An email I received notes: “this forum intends to stimulate debate on how to build military, civilian and interagency corporation when formulating African electrification policies and legislation as stipulated by the presidential initiative.”  It adds that it is a $70 billion initiative, a figure much larger than I’ve seen elsewhere.

Someone, please give me a good reason why the US military needs to be involved in formulating African electrification policies?  It is even more disturbing that the event is not for attribution.  We’ve got the State Department convening the head of the Power Africa Initiative, Andrew Herscowitz and several private sector players, and what they’re talking about (‘a third way of energy solutions’ apparently) is so sensitive that they’re not even willing to go on record in what is billed as “an open dialogue between energy sector stakeholders and policy makers.”  No wonder the US couldn’t find an African location for AFRICOM.

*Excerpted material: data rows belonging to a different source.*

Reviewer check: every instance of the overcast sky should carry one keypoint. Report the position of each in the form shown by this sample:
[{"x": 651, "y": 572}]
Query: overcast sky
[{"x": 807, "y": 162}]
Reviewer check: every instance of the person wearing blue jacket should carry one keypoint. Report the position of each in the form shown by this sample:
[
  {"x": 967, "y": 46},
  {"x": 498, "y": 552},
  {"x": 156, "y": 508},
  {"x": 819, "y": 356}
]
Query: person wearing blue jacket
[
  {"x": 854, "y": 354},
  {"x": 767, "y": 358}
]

How has this sort of work not been the victim of sequestration?  This seems to me to be a splendid example of DoD receiving resources at the expense of State and  more legitimate US public diplomacy.

I deign to call this BS, the same sort of BS that has me blogging quasi-anonymously as the government funded operation I work for has policies on blogging (writing in general really) that eviscerate my freedom of expression.

What are your thoughts?  Am I overreacting?  Does the TIDES project indicate some legitimate longstanding interest of DoD in Africa’s energy sector?